The fact was, no one mattered since Eli’s death.
“Water?” Mouth like cotton and head about to burst, Brice stuck his tongue between his lips. Porcupine quills rubbed across them.
Nothing. “Any…body there?”
“Hey. How are you feeling?”
She leaned in and he spotted the slightest hint of compassion in those gorgeous blue eyes. “Sorry. No water until your doctor gives the OK. But I can swab your lips if you like.”
“Anything. I’m…so dry.” Scratchy words that didn’t sound like his voice squeezed through grudging lips. A moist swab with a hint of lemon ran over his mouth—not very helpful. “Just…a drop of water?”
“Nope. Try and go back to sleep. Either I’ll be here when you wake up or it’ll be Cathy Putnam, the nurse who replaces me in an hour.”

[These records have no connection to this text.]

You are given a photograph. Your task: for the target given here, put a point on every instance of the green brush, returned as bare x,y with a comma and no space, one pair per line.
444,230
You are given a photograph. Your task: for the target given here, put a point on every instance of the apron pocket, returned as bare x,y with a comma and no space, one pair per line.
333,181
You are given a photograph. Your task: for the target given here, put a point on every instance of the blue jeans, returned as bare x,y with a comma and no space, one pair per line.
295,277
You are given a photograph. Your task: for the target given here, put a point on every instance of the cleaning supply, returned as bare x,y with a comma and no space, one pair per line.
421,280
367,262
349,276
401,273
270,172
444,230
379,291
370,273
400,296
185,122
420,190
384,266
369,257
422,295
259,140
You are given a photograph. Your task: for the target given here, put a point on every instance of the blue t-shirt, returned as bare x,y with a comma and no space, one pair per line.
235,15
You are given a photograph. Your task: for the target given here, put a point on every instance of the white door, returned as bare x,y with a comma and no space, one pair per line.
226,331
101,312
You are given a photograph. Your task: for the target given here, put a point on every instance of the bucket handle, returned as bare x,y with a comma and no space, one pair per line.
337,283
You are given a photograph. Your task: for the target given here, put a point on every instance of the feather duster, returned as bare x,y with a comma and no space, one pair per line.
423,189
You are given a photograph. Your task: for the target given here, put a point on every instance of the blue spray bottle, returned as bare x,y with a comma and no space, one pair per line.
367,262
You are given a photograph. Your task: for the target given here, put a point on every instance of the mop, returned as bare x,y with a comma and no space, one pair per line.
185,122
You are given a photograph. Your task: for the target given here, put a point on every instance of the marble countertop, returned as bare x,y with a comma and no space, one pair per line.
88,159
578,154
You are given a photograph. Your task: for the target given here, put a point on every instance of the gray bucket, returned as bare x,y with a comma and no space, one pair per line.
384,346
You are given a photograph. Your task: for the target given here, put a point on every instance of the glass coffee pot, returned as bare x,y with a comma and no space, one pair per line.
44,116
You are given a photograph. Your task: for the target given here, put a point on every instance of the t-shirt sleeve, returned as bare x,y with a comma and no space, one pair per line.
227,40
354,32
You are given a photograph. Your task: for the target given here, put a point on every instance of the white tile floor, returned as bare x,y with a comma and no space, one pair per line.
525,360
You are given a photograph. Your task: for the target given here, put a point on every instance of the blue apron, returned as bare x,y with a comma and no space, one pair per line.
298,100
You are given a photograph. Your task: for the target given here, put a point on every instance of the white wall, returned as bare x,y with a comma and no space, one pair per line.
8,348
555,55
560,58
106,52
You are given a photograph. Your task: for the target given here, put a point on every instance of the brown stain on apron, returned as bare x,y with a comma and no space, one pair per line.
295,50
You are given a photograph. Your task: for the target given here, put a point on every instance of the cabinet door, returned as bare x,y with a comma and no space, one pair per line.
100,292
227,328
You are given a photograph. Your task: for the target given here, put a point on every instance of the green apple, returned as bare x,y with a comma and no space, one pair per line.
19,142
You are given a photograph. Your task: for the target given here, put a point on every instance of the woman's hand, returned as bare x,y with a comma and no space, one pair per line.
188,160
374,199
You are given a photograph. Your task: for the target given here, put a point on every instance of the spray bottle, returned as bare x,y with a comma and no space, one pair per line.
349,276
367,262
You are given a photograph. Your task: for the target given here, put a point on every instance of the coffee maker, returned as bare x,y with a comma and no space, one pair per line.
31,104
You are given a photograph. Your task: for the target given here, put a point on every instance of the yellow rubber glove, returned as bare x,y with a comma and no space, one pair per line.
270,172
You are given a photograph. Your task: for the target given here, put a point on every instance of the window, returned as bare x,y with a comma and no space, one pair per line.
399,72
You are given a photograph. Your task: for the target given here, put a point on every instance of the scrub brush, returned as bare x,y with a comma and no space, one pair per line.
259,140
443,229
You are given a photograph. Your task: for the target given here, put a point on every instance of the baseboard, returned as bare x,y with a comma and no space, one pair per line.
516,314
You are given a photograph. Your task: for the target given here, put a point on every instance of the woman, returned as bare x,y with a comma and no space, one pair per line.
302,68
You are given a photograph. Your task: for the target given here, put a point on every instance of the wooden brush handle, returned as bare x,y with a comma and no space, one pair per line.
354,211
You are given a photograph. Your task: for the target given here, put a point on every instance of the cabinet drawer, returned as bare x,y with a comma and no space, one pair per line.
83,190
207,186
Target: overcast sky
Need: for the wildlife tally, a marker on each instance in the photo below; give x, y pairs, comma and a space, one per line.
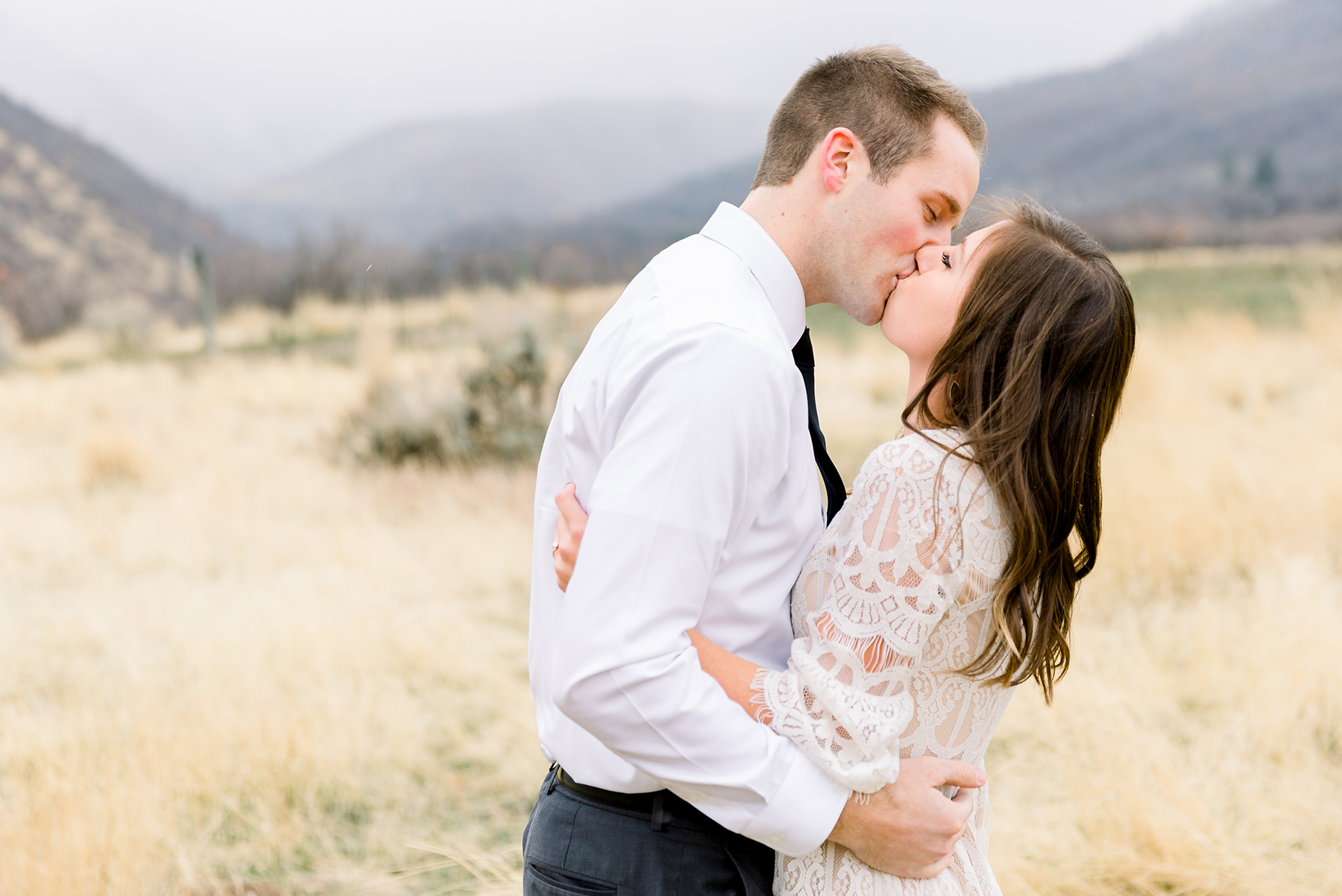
259, 86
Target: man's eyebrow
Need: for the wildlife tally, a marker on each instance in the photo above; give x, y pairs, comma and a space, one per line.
952, 206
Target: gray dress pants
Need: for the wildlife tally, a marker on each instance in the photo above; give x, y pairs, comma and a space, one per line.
575, 845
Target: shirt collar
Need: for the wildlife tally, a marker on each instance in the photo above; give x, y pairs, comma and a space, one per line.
741, 233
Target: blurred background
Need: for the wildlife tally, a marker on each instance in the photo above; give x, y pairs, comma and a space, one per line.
286, 293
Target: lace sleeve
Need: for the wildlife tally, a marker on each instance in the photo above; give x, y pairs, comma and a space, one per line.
895, 553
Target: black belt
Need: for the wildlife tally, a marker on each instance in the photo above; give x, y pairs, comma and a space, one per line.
650, 804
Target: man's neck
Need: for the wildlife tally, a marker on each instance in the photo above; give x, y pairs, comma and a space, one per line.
785, 219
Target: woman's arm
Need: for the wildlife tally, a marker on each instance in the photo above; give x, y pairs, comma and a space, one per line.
845, 695
731, 671
734, 674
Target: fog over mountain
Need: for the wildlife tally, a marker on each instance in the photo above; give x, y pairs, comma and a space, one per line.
1236, 117
1224, 132
412, 183
78, 226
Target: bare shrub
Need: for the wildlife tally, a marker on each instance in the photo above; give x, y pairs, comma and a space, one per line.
8, 341
127, 324
496, 416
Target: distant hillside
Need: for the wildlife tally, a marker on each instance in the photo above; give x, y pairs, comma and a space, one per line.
414, 183
1226, 132
603, 247
1204, 136
78, 226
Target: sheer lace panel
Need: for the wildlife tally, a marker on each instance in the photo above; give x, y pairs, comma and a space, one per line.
895, 596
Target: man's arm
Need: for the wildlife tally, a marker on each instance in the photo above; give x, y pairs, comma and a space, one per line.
907, 828
691, 456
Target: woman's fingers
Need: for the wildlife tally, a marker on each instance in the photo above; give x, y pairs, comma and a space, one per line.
563, 565
572, 513
568, 534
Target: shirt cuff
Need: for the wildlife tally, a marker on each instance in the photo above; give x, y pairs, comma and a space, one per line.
803, 812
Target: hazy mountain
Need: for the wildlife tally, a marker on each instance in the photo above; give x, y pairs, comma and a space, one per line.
78, 226
1238, 116
40, 77
416, 181
1227, 130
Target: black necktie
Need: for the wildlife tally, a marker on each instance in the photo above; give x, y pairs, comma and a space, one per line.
805, 360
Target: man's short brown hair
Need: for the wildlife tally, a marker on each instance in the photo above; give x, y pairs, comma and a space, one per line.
883, 95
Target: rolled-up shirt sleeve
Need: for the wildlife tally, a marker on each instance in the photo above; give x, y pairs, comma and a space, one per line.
690, 454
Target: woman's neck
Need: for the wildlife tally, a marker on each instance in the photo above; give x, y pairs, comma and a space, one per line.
936, 401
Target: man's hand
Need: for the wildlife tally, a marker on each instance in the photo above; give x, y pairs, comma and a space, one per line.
909, 828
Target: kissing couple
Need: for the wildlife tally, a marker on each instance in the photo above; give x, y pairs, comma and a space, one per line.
745, 684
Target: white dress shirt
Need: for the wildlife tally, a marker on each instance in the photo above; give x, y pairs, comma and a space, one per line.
684, 424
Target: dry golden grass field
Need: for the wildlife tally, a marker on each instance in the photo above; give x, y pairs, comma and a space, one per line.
235, 660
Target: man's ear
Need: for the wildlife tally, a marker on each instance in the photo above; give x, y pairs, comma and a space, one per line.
839, 152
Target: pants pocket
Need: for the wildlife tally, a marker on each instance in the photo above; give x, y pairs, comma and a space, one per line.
540, 880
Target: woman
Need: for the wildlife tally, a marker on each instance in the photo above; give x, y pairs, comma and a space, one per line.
949, 575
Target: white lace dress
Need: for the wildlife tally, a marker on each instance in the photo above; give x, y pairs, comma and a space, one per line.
894, 597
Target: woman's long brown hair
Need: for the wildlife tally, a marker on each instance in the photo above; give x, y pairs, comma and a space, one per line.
1033, 372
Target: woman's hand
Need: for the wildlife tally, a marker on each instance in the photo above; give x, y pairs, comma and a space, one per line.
733, 674
568, 534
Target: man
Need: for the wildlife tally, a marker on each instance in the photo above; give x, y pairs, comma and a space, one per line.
689, 429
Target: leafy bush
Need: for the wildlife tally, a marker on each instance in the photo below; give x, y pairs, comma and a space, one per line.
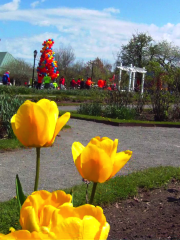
93, 109
25, 90
119, 99
120, 113
8, 107
160, 101
96, 109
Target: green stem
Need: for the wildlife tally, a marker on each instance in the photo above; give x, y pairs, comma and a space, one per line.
93, 193
37, 168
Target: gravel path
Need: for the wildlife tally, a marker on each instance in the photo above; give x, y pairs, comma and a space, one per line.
151, 147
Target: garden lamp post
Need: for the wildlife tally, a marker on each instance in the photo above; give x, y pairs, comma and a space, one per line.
119, 64
35, 54
92, 62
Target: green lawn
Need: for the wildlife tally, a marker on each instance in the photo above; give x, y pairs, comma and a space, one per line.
120, 187
74, 114
9, 144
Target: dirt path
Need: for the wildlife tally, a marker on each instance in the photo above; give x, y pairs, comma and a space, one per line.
151, 147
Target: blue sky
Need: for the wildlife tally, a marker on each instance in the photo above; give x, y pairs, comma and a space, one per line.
92, 28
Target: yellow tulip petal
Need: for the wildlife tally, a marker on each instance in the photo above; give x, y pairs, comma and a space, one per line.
59, 125
90, 228
69, 228
36, 200
29, 219
51, 109
84, 222
104, 143
24, 234
96, 165
46, 214
107, 145
30, 125
79, 166
114, 149
77, 149
57, 198
120, 160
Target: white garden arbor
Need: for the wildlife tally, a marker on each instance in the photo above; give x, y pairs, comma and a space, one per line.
132, 75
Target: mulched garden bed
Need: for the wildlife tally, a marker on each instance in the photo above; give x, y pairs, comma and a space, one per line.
151, 215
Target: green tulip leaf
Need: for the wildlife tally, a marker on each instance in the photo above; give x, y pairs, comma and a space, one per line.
72, 194
19, 192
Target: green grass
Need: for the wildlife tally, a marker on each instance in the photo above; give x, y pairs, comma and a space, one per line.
67, 104
74, 114
10, 144
118, 188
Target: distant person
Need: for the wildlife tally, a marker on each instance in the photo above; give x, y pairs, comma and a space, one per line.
88, 83
82, 84
47, 80
78, 82
104, 84
100, 83
55, 84
6, 78
73, 83
62, 83
40, 80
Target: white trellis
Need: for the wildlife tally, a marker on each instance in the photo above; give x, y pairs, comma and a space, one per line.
132, 75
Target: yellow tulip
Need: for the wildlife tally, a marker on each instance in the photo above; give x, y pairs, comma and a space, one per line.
99, 160
38, 208
84, 222
37, 124
24, 234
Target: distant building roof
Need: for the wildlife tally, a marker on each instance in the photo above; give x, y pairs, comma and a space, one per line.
5, 58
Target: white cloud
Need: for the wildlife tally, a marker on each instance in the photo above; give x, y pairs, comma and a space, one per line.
111, 10
34, 4
11, 6
91, 33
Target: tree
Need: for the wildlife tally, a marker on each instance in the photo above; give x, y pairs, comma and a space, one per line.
167, 54
65, 57
138, 51
98, 68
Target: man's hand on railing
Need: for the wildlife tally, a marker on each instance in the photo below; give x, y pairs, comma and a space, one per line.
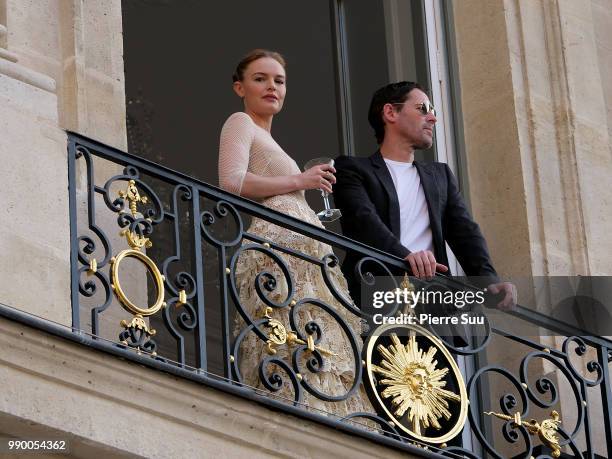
423, 264
510, 295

Could be worse. Instead of this beautiful creature, she could have been the old nurse with the cackle itching to ram him in the rear with a needle. Nurse Cratchet. Wasn’t that the name of the colonel at Walter Reed? Maybe this Putnam lady resembled her. His head swirled as his eyes drifted shut, but he wanted to sneak another peek at the angel caring for him before she left. “Your name?”
“Mrs. Callan.” Her brows crumpled into a frown. “Why?”
“That’s right. Go to sleep, Mr. Taylor.”
Mind thick and heavy, he fought the drowsiness for some reason. What little detail was he forgetting? “Wait!” The words didn’t form right. He struggled to sit, but she pushed him back with soft hands and no effort.
“You have to get your rest.”
“Listen. Have to make sure…someone’s…taking care of Byron…and Gracie.”